Sen. Adam Schiff of California wasn't buying it. Speaking out in remarks covered by The Hill, the senator said Trump's account of the Iran negotiations “lacks a lot of credibility” and accused the president of “telling falsehood after falsehood” about where things actually stand with Tehran.
The sequence of events that prompted Schiff's broadside was, by any measure, a tight one. Trump raised the specter of intensified military action against Iran, then stood it down, claiming a diplomatic breakthrough with the Islamic Republic's supreme leader. No corroborating statement from Iranian officials followed. No U.S. allies confirmed the terms. The deal, as described by Trump, existed largely in his own telling.

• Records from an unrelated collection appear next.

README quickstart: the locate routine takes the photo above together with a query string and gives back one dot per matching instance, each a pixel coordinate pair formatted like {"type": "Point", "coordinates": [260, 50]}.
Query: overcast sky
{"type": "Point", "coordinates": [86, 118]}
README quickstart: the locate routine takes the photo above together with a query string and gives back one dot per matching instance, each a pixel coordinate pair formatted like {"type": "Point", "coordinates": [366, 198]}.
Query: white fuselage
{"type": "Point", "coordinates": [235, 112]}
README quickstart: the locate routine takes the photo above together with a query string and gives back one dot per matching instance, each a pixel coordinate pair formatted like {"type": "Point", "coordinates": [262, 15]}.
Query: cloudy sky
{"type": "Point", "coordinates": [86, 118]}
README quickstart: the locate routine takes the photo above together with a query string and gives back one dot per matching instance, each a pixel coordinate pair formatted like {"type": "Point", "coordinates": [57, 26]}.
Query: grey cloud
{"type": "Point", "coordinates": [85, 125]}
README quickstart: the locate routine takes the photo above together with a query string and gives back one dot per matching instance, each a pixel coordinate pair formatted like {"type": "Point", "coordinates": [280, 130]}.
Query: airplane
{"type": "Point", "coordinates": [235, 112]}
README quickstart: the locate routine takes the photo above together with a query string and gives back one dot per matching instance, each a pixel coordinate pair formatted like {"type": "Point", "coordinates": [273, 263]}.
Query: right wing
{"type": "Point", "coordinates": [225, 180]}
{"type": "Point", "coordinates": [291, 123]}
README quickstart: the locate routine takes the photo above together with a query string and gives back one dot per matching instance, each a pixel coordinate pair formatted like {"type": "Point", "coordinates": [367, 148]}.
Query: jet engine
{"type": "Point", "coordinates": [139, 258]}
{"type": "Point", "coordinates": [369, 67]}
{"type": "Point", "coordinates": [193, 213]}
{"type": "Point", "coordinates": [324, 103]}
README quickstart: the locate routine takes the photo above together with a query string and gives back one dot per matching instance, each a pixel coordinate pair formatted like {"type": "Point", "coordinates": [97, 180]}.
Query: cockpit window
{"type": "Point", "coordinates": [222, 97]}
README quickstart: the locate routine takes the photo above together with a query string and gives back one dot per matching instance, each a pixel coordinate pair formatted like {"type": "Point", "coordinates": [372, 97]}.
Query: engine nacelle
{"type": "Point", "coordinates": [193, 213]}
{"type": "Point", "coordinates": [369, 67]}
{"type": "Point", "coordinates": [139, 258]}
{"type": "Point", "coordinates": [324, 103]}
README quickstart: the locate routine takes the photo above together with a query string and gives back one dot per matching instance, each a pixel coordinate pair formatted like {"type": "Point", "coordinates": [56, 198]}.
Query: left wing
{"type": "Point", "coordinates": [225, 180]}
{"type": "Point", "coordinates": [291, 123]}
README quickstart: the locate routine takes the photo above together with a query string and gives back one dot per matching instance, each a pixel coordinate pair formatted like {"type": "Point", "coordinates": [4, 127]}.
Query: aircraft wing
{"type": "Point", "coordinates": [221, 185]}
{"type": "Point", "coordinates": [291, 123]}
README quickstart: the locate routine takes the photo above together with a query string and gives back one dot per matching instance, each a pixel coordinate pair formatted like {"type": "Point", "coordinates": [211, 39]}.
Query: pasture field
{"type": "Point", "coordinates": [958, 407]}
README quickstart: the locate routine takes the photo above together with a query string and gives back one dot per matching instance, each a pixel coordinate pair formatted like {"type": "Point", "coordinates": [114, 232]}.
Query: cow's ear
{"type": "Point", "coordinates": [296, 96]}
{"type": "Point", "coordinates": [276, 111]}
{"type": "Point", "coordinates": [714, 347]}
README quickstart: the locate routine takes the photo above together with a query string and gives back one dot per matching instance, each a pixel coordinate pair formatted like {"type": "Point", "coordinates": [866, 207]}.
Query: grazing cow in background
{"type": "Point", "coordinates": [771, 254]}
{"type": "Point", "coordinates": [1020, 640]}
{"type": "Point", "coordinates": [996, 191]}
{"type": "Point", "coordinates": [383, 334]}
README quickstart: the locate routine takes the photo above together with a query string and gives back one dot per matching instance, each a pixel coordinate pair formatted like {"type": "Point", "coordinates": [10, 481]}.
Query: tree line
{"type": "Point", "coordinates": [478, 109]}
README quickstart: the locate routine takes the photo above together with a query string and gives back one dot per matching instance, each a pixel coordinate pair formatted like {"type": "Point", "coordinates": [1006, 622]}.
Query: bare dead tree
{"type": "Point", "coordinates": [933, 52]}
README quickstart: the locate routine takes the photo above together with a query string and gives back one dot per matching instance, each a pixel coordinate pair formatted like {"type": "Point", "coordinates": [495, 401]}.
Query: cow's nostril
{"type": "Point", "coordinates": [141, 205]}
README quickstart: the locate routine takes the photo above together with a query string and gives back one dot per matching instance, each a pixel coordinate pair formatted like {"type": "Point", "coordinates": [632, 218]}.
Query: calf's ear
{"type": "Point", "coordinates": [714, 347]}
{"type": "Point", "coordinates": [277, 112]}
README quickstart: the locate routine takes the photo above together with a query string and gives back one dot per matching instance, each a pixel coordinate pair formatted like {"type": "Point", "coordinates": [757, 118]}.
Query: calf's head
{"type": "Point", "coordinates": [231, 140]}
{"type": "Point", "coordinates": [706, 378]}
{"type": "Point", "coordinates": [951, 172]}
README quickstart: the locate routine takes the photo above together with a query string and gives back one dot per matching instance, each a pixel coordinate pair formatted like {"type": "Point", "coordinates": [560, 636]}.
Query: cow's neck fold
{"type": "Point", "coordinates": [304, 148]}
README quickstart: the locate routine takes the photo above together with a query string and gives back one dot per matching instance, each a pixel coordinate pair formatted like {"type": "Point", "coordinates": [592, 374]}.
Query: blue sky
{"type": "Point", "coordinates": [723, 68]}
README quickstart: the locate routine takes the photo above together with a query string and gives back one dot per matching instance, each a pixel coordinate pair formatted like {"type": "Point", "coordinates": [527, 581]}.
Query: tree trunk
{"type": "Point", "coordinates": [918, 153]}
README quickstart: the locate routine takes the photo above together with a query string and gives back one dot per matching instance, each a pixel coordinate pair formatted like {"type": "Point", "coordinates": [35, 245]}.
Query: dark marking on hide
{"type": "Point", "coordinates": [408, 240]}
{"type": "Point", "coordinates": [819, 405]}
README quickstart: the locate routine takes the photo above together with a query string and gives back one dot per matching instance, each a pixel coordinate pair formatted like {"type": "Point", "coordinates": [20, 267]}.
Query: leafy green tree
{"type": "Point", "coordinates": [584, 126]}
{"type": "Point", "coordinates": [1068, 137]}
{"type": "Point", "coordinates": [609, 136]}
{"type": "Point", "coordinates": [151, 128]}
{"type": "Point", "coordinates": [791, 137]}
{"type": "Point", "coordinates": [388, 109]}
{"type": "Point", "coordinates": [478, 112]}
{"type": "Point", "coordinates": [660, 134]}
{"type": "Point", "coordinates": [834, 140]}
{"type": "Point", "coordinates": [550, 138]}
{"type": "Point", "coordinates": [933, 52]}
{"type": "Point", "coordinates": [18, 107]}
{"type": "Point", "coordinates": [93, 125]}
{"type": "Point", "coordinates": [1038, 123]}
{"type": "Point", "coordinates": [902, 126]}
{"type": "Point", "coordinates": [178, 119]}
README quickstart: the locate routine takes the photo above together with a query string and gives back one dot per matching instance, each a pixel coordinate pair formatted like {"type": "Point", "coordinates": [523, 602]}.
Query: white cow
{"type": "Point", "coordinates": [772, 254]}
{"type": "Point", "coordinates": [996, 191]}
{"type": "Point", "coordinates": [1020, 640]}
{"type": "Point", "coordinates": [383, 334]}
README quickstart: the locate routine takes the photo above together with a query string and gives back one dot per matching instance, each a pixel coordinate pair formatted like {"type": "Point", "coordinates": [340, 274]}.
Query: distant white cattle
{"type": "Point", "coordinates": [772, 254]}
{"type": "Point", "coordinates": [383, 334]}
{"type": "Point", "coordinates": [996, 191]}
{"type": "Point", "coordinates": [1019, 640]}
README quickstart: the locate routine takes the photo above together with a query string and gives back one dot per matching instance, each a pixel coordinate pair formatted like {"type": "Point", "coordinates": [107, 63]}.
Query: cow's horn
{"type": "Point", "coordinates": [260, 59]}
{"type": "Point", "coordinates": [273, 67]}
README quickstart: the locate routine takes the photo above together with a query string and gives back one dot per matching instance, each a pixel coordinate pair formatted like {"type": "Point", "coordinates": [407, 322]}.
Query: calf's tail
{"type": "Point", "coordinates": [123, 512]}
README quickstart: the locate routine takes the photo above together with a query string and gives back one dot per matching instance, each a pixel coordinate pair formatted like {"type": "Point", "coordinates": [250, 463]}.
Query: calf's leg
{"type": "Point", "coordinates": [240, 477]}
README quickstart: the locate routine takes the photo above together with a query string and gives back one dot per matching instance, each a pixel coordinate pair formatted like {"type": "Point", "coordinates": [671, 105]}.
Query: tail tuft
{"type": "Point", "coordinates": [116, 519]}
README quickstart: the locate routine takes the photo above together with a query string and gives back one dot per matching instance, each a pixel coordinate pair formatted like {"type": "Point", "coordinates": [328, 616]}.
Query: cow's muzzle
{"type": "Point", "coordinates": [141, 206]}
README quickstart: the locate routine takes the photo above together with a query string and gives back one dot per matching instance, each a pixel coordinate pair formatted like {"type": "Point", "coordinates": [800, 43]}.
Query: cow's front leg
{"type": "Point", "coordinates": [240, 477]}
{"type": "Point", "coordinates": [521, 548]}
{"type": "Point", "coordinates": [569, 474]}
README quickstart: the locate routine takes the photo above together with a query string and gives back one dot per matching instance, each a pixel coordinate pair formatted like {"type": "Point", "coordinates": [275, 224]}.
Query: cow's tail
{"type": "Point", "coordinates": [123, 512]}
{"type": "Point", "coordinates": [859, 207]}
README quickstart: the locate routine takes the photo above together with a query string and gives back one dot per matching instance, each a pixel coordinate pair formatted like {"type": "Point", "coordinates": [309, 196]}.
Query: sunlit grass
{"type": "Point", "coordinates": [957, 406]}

Schiff's critique lands at a moment when the credibility of White House war-and-peace messaging is already under scrutiny on Capitol Hill. Democrats have pushed for congressional oversight on any military action involving Iran; Republicans have largely deferred to executive authority on the matter.
The Hill reported the senator's comments without a specific date attached to a formal agreement, which itself became part of Schiff's point. A deal that cannot be dated, sourced, or confirmed by the other party is, the senator suggested, not much of a deal at all. The next round of talks, if there are any, will carry that question into the room with them.